Sibling Rivalry

Last Call by | Dec 2007 | Issue #12

Imagine competing against someone you’ve never met; maybe your rival team in high school, or the “loser boyfriend” of your sought-after crush. If you don’t know the rival, it’s very easy to dislike the “enemy.” The competition can get intense, maybe distrustful and your imagination might invite angst, becoming a detriment rather than a tool.

Ten years ago, craft brewing was changing so quickly that most brewers were a little on edge. You can imagine that in an industry full of independently-minded entrepreneurs, free-thinking brewers and cash-strapped small businesses, there can be a fair amount of competitive tension.

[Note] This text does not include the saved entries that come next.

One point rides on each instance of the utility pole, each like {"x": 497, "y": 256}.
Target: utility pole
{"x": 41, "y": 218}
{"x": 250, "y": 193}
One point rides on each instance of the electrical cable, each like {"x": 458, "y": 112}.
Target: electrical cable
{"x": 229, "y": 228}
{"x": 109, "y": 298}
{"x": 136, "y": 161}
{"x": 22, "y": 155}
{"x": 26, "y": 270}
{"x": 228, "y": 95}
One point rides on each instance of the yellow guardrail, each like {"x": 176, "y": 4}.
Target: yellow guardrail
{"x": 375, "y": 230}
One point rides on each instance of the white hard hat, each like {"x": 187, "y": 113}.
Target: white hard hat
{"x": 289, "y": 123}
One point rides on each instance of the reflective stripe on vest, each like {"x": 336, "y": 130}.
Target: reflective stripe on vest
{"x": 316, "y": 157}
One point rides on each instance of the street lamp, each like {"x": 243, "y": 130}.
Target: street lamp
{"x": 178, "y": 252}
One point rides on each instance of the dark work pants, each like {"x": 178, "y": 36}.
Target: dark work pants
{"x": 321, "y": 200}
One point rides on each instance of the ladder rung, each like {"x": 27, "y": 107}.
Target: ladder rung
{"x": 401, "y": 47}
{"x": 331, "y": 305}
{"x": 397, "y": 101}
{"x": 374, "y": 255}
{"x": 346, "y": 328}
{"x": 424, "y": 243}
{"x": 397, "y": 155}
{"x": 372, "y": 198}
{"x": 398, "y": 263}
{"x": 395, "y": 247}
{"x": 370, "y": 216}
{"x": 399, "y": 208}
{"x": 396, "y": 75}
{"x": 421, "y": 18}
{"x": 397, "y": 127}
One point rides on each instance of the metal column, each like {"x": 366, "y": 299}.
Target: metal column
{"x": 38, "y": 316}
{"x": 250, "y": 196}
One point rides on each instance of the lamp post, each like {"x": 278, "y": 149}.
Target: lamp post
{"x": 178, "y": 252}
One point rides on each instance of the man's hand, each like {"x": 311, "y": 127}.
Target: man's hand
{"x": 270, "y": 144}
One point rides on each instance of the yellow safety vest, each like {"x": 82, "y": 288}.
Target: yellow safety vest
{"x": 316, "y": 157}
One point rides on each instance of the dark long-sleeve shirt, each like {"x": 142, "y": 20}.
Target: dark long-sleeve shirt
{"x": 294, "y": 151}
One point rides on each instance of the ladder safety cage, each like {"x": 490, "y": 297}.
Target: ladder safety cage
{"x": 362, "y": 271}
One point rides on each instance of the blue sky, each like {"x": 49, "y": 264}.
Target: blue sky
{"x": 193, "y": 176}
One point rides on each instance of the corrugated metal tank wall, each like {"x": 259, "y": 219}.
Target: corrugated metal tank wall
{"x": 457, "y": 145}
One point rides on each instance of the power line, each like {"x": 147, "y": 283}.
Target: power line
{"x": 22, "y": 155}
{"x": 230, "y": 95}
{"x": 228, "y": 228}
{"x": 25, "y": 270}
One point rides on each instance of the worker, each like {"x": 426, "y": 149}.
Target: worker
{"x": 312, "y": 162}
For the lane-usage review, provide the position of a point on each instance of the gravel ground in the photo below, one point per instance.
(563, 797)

In 1996, several Michigan breweries got together in “neutral territory” to discuss how, or whether, we could work together to sell more Michigan beer. The persistence and tenacity of many individuals worked past the obstacles, personal and professional, and formed the Michigan Brewers Guild. As I prepare to end my tenure as president of that guild, I look back at those early times with a grin, thinking of how things have changed.

Today, the Michigan Brewers Guild, made up of member-breweries and almost 11 years old, hosts two beer festivals and a conference annually. It recently prompted Michigan legislators to pass a resolution proclaiming July as Michigan Craft Beer Month. Celebrating the 10th annual Summer Beer Festival, guild breweries collaboratively brewed a beer, “Michigan’s Grand Crew.” While these accomplishments of the guild are impressive, something even more crucial to the cause of good beer happened as a result of that meeting 10 years ago: Brewers came together.

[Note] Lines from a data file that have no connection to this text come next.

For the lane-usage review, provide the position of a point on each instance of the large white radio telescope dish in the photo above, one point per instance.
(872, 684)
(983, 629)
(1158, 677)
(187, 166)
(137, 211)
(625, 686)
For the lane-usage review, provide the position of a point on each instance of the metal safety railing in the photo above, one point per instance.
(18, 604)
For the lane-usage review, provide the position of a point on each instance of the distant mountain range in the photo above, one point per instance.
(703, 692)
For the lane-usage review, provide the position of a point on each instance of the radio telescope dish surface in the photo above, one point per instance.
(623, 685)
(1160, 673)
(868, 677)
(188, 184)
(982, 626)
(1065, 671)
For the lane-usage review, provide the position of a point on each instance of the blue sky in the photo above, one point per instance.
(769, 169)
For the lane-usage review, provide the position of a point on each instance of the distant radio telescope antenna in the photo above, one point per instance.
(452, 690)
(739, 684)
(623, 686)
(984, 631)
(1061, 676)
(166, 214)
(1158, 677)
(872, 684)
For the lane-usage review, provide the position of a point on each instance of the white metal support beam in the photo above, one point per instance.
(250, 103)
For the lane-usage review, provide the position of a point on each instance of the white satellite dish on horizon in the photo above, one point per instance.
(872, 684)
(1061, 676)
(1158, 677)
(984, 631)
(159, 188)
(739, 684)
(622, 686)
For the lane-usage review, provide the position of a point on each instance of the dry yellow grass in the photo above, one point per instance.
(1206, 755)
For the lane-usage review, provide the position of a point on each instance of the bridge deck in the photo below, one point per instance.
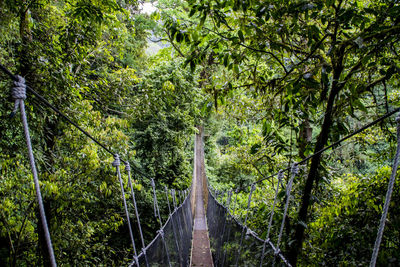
(201, 253)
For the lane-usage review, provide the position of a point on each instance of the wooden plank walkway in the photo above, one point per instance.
(201, 253)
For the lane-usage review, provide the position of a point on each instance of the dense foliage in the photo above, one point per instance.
(88, 59)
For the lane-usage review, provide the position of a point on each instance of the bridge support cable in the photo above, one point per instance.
(174, 228)
(253, 187)
(267, 240)
(221, 241)
(19, 95)
(116, 164)
(161, 251)
(128, 170)
(388, 197)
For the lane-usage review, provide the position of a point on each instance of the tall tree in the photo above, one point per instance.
(312, 56)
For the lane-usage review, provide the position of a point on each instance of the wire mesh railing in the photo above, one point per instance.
(171, 246)
(235, 244)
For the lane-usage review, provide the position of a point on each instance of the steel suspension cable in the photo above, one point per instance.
(116, 164)
(64, 116)
(387, 198)
(128, 170)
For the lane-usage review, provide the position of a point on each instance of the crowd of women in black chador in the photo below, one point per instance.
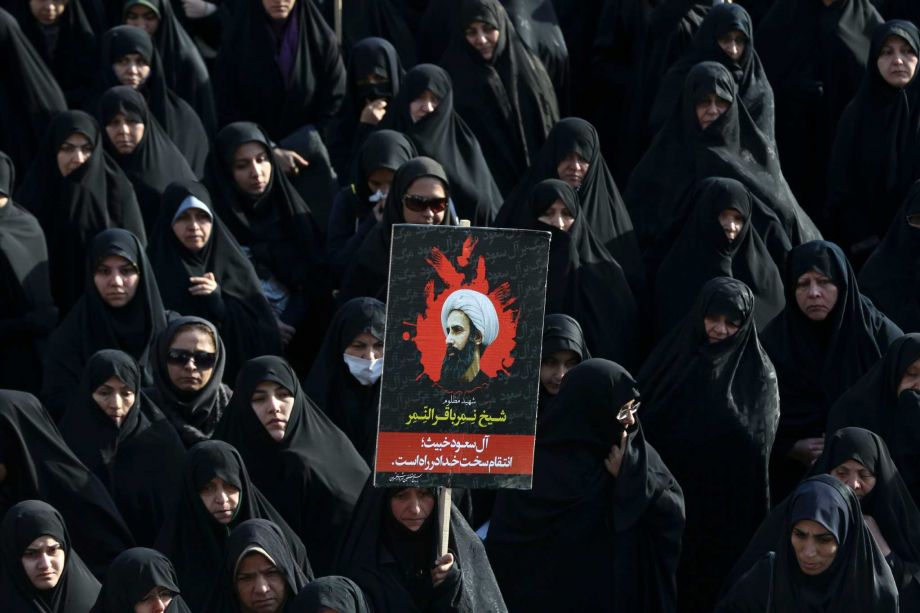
(196, 206)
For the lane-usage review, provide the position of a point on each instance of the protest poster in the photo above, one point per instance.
(460, 381)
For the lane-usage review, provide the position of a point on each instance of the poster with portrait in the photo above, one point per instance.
(458, 401)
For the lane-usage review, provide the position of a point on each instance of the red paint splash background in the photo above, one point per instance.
(430, 337)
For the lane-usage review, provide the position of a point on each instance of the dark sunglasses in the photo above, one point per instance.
(420, 203)
(180, 357)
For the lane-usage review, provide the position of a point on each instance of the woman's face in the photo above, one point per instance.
(732, 222)
(125, 133)
(116, 280)
(719, 327)
(193, 229)
(43, 561)
(273, 405)
(553, 368)
(815, 548)
(252, 168)
(190, 360)
(427, 202)
(816, 295)
(856, 476)
(897, 61)
(131, 69)
(115, 398)
(412, 506)
(73, 153)
(710, 108)
(426, 103)
(733, 44)
(483, 37)
(220, 499)
(142, 17)
(558, 216)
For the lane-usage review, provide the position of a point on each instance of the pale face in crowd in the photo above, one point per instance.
(816, 295)
(412, 506)
(558, 216)
(73, 153)
(125, 133)
(43, 562)
(897, 62)
(553, 368)
(815, 547)
(116, 279)
(260, 585)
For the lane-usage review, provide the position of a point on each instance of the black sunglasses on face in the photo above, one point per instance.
(180, 357)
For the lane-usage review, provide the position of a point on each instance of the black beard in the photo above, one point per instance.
(456, 363)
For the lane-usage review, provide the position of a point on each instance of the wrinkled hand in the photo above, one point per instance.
(807, 450)
(197, 9)
(614, 460)
(441, 568)
(202, 286)
(289, 161)
(374, 111)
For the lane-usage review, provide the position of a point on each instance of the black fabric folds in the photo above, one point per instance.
(76, 589)
(73, 209)
(313, 476)
(93, 325)
(41, 465)
(140, 461)
(712, 409)
(620, 537)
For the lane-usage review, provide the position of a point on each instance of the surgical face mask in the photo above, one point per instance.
(365, 371)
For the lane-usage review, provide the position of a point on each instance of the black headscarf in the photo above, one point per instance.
(255, 536)
(584, 280)
(683, 154)
(444, 136)
(620, 537)
(195, 542)
(601, 203)
(240, 311)
(28, 92)
(176, 116)
(40, 465)
(753, 87)
(93, 325)
(76, 588)
(132, 575)
(703, 252)
(392, 564)
(874, 403)
(876, 155)
(280, 75)
(155, 161)
(183, 67)
(702, 403)
(858, 579)
(817, 361)
(313, 476)
(891, 274)
(73, 209)
(350, 405)
(139, 461)
(507, 101)
(368, 274)
(27, 311)
(194, 415)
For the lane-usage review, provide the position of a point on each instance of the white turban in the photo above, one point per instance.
(478, 308)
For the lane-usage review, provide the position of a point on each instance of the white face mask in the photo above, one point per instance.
(365, 371)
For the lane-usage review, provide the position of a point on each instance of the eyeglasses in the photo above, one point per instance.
(628, 409)
(420, 203)
(180, 357)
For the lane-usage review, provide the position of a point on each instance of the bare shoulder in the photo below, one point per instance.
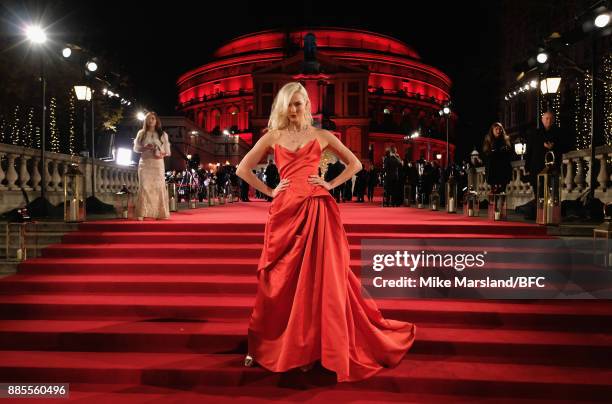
(268, 140)
(325, 137)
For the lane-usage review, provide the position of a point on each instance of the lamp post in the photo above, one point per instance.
(83, 93)
(37, 36)
(445, 112)
(226, 135)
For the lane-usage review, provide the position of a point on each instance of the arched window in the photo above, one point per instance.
(215, 119)
(234, 115)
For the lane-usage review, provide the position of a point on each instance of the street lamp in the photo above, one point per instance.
(37, 36)
(542, 57)
(83, 93)
(445, 112)
(550, 85)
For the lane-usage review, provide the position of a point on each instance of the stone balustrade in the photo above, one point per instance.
(21, 171)
(575, 178)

I’ve served as president of the guild for the past several years and frequently find myself speaking to what makes Michigan so special and why we rank sixth in the nation in terms of breweries-per-state with over 70 breweries. Unlike wineries and other agricultural producers, we don’t reach down for a handful of dirt and begin a lengthy discussion about terroir, a French term for the geological and environmental uniqueness of a region. Our terroir is the people in our industry and our sense of community. Michigan’s beer scene is unique and diverse due to the people brewing here and because many of us got into the same room and established a competitive community that empowers creativity.

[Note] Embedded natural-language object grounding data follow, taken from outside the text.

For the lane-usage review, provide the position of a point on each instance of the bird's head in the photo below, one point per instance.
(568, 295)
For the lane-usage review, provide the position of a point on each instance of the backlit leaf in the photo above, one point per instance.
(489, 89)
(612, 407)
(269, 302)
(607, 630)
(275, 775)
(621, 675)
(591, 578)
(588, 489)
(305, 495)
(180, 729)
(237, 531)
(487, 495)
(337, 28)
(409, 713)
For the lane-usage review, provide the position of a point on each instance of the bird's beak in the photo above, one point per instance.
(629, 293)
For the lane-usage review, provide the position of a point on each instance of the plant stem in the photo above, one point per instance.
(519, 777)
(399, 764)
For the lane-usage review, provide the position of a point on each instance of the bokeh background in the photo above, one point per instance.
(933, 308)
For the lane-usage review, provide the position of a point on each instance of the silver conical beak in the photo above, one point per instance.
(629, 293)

We work together. We’ve pounded fence stakes, lugged token bins, held countless meetings and rented too-few portapotties together. Whether we agreed or disagreed on strategy, purpose or project, we took a swing at removing the veil of competition and working for the sake of our craft and industry. I know, I know—why don’t I sing “Kum Ba Yah” and get it over with? Hold the campfire; I’m working on a point toward “Why Michigan?”.

By “getting in the same room,” the analogy for the competitive vibe among Michigan breweries is more similar to sibling rivalry, rather than rival high schools. We have a strong desire to outdo one another, and while we may incur a few scrapes here and there, we wish each other success rather than harm. In concert with these teenage analogies, our events and collaborations usually finish with bouts of high-fivin’, back-slappin’ and drinkin’ not unlike brothers who just finished a juvenile wrestling match, regardless of their age. (Jason, Todd—got any good stories?)

Besides being in the “front-lines” against political (read: neo-prohibitionist) threats, many guilds host beer festivals and websites educating the beer drinkers of America and beyond. More importantly, guilds make for better breweries. I credit my involvement with the guild for countless business lessons, brainstorms and problem-solving revelations. The guild has been the spark for irreplaceable relationships within the brewing community. It has helped many people understand the elusive concept about a rising tide lifting all ships. All of this has contributed to making me, our brewery, and every other involved brewery, better at what we do, and that’s good for beer.

This January, I am resigning my post as president of the Michigan Brewers Guild. I will remain active, yet believe in sharing leadership, so I will take a break and count on my capable friends to keep the train a-rollin’. A heart-felt thanks to everyone that has made this work so worthwhile.

Support your state guilds; it’s good for beer.